Recep KOÇAK
Zenginin Duası
“Elbise yürütür, para konuşturur” derler. Bu söz büyük ölçüde doğrudur. Özellikle de paranın insanın kimyası üzerinde ne denli etkili olduğunu bilmeyen yoktur.
Çevrenize dikkatle bakın: Parası olanların tamamına yakını, kendilerini diğer insanlardan daha akıllı görmekteler. Akıl onlarda çok olduğundan etraflarındaki herkese cömertçe dağıtmaktan büyük zevk alırlar. Herhangi bir konuda onların fikrini sormanız, akıllarına ihtiyaç duyduğunuzu hissettirmeniz gerekmez. Onların çoğu, her konuda fikir ve bilgi sahibi olduğundan, “leb demeden leblebiyi anlar” ve size akıllarından bol kepçe sunarlar. Üniversite öğrenciliğimin bitimine aylar kala başlayan 26 yıllık iş hayatımda 100 günlük zor bir dönem vardır. Bir önceki işimden ayrıldıktan sonra başlayıp yeni işyerine adım attığım güne kadar geçen bu süre, bol tecrübe kazandırıcı ama can sıkıcı bir dönemdir.
İşsizlik günlerimin iki aylık kısmında, eski işyerimin çevresinde yeni bir görevlendirme olabileceği ihtimalini göz önünde bulundurarak iş aramadan bekledim. “Sizi filan müesseseye önerelim mi?” diyen dostlara, “Henüz iş aramaya başlamadım. Gerekli olursa ben sizi haberdar ederim” karşılığını verip teşekkür ettim.

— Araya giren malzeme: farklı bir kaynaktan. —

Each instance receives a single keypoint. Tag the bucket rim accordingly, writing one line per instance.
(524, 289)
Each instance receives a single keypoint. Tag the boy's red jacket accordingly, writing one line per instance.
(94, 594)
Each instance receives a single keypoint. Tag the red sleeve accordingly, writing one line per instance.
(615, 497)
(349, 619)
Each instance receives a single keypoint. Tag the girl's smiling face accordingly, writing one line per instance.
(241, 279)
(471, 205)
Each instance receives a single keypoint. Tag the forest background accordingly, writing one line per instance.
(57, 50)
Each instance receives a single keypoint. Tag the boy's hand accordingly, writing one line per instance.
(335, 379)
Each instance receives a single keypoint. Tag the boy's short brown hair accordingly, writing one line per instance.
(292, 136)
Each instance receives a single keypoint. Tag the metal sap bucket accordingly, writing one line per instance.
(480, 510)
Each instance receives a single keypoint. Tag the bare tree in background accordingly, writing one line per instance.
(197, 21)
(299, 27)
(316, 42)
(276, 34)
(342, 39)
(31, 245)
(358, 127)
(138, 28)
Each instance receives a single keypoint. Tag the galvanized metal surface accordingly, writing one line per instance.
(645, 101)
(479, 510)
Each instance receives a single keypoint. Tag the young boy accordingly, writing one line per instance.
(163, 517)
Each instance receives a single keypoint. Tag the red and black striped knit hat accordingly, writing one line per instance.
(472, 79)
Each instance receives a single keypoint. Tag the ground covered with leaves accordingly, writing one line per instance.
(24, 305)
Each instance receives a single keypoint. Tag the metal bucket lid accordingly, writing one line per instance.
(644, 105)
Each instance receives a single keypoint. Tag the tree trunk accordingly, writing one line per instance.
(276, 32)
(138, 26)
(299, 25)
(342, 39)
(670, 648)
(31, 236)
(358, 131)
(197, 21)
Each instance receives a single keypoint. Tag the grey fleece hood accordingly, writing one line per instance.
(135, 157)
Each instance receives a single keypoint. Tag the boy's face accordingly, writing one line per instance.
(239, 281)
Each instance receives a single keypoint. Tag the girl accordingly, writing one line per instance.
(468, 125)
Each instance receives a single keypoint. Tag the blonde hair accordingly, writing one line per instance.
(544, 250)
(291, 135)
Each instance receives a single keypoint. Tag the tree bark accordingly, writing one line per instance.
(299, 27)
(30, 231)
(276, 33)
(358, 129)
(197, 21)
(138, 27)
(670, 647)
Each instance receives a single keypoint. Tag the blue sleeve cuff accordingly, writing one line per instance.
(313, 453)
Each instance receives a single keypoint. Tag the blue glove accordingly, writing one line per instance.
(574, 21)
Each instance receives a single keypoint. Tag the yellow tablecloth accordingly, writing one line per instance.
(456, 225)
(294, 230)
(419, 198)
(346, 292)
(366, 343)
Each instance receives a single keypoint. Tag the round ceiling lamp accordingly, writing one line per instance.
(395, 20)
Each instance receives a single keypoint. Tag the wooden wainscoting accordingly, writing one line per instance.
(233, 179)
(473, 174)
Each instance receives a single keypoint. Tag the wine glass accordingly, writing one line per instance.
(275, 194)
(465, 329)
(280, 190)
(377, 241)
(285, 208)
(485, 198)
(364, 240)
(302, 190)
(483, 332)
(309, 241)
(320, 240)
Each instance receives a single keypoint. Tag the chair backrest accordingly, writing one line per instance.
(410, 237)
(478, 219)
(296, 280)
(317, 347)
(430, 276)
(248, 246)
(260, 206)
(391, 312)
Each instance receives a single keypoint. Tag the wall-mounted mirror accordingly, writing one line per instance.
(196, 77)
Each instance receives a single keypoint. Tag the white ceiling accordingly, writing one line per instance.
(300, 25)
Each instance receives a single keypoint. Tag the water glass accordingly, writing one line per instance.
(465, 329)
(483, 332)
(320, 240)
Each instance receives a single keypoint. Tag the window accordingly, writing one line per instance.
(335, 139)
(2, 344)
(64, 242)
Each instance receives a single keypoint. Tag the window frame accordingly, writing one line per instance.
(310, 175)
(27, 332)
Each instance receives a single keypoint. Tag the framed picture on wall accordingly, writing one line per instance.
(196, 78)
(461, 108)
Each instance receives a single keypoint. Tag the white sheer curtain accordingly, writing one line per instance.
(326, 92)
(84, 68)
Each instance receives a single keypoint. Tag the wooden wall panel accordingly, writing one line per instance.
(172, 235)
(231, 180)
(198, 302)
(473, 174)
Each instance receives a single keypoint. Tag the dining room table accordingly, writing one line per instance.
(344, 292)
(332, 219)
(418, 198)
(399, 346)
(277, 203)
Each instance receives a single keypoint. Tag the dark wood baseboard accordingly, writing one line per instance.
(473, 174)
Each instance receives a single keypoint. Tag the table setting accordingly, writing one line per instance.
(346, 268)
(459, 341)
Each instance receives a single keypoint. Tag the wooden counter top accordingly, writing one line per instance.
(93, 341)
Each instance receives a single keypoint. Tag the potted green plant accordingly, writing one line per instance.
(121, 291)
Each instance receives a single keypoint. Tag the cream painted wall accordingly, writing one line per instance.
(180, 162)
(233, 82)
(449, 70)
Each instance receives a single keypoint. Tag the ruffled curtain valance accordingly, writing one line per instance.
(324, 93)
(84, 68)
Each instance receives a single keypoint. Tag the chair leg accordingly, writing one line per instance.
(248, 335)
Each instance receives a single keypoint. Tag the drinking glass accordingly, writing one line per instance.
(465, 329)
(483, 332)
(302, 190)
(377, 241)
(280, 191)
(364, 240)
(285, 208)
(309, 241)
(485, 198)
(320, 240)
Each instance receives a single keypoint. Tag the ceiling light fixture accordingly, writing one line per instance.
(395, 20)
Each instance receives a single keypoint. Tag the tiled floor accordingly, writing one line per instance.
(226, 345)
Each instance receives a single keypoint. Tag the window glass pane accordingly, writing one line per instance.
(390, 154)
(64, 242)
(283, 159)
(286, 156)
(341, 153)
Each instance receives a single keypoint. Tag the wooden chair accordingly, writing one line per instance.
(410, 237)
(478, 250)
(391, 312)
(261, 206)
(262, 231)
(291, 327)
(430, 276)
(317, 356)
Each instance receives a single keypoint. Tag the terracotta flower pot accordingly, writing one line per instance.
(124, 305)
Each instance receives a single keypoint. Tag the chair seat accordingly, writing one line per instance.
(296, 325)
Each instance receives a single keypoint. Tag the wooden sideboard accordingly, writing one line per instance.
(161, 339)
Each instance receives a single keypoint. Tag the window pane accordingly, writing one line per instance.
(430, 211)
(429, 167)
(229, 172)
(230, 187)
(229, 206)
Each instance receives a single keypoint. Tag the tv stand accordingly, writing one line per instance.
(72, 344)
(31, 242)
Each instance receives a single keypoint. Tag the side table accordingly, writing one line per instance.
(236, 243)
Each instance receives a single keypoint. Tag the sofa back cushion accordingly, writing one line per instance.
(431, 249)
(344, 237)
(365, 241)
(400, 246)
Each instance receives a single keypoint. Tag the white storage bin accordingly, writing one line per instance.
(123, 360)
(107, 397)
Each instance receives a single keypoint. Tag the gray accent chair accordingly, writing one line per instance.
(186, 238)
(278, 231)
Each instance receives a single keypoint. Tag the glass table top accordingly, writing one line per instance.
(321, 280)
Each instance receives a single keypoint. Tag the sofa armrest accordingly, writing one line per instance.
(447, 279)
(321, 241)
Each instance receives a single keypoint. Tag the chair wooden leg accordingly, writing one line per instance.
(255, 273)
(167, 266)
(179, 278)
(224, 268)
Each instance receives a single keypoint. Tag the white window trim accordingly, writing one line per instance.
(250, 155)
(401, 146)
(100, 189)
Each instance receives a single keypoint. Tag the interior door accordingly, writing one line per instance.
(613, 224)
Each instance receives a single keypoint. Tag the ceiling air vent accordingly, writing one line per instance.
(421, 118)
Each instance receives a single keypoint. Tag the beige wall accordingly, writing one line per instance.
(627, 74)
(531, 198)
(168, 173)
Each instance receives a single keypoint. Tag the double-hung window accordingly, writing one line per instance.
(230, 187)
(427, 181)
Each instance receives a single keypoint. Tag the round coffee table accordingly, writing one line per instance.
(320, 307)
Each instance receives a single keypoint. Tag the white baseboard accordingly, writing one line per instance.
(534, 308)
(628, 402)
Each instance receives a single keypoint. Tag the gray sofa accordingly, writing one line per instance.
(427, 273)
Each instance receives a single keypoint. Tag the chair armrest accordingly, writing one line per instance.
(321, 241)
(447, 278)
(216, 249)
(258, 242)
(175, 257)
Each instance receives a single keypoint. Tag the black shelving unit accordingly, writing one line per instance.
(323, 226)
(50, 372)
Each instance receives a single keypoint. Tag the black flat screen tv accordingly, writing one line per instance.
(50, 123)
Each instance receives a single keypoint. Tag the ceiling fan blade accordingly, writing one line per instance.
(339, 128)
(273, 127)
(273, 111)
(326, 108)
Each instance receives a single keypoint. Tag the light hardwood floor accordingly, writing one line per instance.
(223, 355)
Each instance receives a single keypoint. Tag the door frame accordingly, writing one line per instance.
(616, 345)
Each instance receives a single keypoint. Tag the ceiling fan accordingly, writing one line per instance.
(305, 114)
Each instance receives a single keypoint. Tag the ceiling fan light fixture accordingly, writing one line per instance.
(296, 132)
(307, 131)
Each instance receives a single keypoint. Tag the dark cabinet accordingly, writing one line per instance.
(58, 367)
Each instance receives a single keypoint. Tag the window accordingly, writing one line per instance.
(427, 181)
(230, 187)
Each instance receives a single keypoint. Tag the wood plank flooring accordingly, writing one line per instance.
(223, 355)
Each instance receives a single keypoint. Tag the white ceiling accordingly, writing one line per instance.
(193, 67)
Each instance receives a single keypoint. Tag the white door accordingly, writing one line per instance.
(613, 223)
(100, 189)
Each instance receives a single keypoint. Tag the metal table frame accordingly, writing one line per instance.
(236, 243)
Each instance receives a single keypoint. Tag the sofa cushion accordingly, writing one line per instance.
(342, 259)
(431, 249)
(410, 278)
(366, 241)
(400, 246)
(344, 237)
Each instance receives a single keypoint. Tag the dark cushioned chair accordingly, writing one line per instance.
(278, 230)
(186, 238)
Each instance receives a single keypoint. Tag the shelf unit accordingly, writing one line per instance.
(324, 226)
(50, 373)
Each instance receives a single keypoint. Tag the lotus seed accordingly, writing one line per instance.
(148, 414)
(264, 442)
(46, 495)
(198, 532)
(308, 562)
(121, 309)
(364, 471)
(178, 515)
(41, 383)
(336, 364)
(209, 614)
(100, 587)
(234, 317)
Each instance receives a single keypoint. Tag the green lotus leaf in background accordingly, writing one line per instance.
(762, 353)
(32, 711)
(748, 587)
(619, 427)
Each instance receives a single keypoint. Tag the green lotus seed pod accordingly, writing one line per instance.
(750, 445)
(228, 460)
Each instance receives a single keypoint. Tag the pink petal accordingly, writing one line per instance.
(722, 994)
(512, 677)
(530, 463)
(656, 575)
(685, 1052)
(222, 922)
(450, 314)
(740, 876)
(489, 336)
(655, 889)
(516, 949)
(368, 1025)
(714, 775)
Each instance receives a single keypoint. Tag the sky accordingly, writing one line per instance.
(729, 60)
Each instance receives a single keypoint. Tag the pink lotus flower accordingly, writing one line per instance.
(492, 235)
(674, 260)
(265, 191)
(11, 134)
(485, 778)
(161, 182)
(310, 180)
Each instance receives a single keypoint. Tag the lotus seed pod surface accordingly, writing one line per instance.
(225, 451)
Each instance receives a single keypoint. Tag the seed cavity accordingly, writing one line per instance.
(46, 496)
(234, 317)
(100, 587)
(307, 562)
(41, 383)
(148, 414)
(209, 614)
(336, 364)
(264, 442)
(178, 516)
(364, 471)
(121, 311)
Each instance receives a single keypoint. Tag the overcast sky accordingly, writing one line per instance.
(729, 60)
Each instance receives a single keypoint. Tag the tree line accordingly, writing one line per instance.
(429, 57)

İki ay dolunca haber beklediğim merciye, “İş aramaya başlayabilir miyim?” diye sordum. “Başlayabilirsiniz” cevabını alınca da dostları arayıp, “Şimdi bir yerlere teklif edebilirsiniz” dedim.
Benzer tecrübeyi yaşamış herkesin çok iyi bildiği meşakkatli, kasvetli bir dönemdir işsizlik dönemi.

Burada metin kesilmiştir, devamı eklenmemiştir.